Allow anonymous API server access, decorate authenticated users with system:authenticated group

[liggitt]

When writing authorization policy, it is often necessary to allow certain actions to any authenticated user. For example, creating a service or configmap, and granting read access to all users

It is also frequently necessary to allow actions to any unauthenticated user. For example, fetching discovery APIs might be part of an authentication process, and therefore need to be able to be read without access to authentication credentials.

This PR:

• Adds an option to allow anonymous requests to the secured API port.
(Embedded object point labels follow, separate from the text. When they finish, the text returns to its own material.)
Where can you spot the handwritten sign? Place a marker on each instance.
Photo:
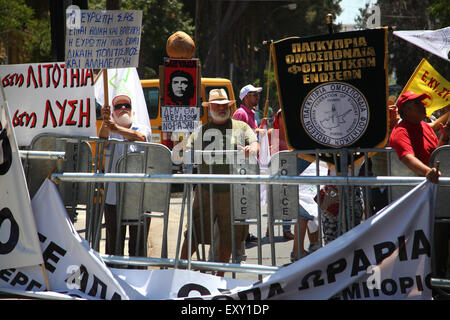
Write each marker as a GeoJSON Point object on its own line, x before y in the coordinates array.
{"type": "Point", "coordinates": [333, 89]}
{"type": "Point", "coordinates": [104, 39]}
{"type": "Point", "coordinates": [48, 98]}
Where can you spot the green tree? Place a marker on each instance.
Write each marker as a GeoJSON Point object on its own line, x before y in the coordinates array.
{"type": "Point", "coordinates": [441, 10]}
{"type": "Point", "coordinates": [229, 34]}
{"type": "Point", "coordinates": [410, 15]}
{"type": "Point", "coordinates": [160, 20]}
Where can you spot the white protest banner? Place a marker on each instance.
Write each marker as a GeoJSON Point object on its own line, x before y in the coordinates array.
{"type": "Point", "coordinates": [72, 267]}
{"type": "Point", "coordinates": [434, 41]}
{"type": "Point", "coordinates": [387, 256]}
{"type": "Point", "coordinates": [19, 244]}
{"type": "Point", "coordinates": [125, 81]}
{"type": "Point", "coordinates": [103, 39]}
{"type": "Point", "coordinates": [48, 98]}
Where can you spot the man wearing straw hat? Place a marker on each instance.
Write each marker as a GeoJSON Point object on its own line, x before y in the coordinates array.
{"type": "Point", "coordinates": [220, 133]}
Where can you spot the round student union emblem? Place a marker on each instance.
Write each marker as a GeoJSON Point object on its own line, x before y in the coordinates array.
{"type": "Point", "coordinates": [335, 114]}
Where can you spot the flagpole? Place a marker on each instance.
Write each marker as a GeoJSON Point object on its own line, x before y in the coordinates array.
{"type": "Point", "coordinates": [44, 272]}
{"type": "Point", "coordinates": [105, 87]}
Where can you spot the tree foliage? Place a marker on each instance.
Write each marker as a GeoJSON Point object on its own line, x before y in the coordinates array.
{"type": "Point", "coordinates": [230, 34]}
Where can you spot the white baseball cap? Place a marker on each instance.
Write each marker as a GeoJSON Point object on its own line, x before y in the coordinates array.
{"type": "Point", "coordinates": [248, 88]}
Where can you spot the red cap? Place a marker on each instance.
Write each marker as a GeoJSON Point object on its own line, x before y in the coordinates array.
{"type": "Point", "coordinates": [408, 96]}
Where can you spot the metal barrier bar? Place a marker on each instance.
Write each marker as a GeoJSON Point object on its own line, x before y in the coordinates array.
{"type": "Point", "coordinates": [238, 179]}
{"type": "Point", "coordinates": [42, 155]}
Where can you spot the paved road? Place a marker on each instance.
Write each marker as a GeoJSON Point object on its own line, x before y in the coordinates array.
{"type": "Point", "coordinates": [283, 247]}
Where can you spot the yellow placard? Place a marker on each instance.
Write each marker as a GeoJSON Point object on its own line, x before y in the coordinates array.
{"type": "Point", "coordinates": [426, 79]}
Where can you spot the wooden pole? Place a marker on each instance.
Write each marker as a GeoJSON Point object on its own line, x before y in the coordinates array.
{"type": "Point", "coordinates": [44, 272]}
{"type": "Point", "coordinates": [266, 106]}
{"type": "Point", "coordinates": [105, 87]}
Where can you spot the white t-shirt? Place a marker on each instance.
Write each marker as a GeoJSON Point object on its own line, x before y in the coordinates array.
{"type": "Point", "coordinates": [119, 150]}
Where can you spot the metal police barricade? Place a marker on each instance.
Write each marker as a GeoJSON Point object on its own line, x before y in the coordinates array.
{"type": "Point", "coordinates": [78, 158]}
{"type": "Point", "coordinates": [141, 201]}
{"type": "Point", "coordinates": [283, 201]}
{"type": "Point", "coordinates": [397, 168]}
{"type": "Point", "coordinates": [245, 201]}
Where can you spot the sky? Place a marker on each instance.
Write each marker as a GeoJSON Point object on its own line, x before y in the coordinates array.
{"type": "Point", "coordinates": [350, 10]}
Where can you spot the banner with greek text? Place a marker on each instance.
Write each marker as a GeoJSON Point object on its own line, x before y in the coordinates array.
{"type": "Point", "coordinates": [125, 81]}
{"type": "Point", "coordinates": [103, 39]}
{"type": "Point", "coordinates": [332, 90]}
{"type": "Point", "coordinates": [388, 256]}
{"type": "Point", "coordinates": [426, 79]}
{"type": "Point", "coordinates": [48, 98]}
{"type": "Point", "coordinates": [75, 270]}
{"type": "Point", "coordinates": [19, 244]}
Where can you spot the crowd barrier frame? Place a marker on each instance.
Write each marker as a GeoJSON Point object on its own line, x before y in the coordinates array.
{"type": "Point", "coordinates": [98, 177]}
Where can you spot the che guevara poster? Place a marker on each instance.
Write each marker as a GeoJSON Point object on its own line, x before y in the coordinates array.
{"type": "Point", "coordinates": [180, 112]}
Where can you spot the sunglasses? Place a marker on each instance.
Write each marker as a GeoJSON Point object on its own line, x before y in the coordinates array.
{"type": "Point", "coordinates": [120, 105]}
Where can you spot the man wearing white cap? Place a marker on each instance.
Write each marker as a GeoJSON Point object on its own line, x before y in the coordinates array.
{"type": "Point", "coordinates": [119, 123]}
{"type": "Point", "coordinates": [223, 133]}
{"type": "Point", "coordinates": [249, 96]}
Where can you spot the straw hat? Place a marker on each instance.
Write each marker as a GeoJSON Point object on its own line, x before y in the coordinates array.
{"type": "Point", "coordinates": [218, 96]}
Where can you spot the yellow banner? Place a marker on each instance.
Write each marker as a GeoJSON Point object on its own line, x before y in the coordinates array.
{"type": "Point", "coordinates": [426, 79]}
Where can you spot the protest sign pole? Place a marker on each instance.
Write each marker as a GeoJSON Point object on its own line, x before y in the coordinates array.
{"type": "Point", "coordinates": [105, 86]}
{"type": "Point", "coordinates": [3, 91]}
{"type": "Point", "coordinates": [44, 272]}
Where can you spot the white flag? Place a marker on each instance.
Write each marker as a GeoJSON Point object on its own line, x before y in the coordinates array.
{"type": "Point", "coordinates": [124, 81]}
{"type": "Point", "coordinates": [387, 256]}
{"type": "Point", "coordinates": [434, 41]}
{"type": "Point", "coordinates": [19, 243]}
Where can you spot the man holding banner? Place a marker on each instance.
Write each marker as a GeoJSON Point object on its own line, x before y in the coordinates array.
{"type": "Point", "coordinates": [413, 139]}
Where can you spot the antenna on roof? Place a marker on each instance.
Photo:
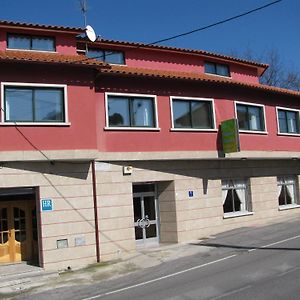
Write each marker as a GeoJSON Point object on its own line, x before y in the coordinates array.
{"type": "Point", "coordinates": [89, 31]}
{"type": "Point", "coordinates": [84, 9]}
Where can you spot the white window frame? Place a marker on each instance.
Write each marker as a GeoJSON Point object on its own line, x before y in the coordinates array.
{"type": "Point", "coordinates": [211, 100]}
{"type": "Point", "coordinates": [264, 116]}
{"type": "Point", "coordinates": [218, 75]}
{"type": "Point", "coordinates": [286, 109]}
{"type": "Point", "coordinates": [289, 180]}
{"type": "Point", "coordinates": [247, 202]}
{"type": "Point", "coordinates": [154, 97]}
{"type": "Point", "coordinates": [42, 85]}
{"type": "Point", "coordinates": [29, 50]}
If enabled, requests to the secure port that are not rejected by other configured authentication methods are treated as anonymous requests, and given a username of system:anonymous and a group of system:unauthenticated. Note: this should only be used with an --authorization-mode other than AlwaysAllow
• Decorates user.Info returned from configured authenticators with the group system:authenticated.

This is related to defining a default set of roles and bindings for RBAC (kubernetes/enhancements#2). The bootstrap policy should allow all users (anonymous or authenticated) to request the discovery APIs.

kube-apiserver learned the '--anonymous-auth' flag, which defaults to true. When enabled, requests to the secure port that are not rejected by other configured authentication methods are treated as anonymous requests, and given a username of 'system:anonymous' and a group of 'system:unauthenticated'. 

Authenticated users are decorated with a 'system:authenticated' group.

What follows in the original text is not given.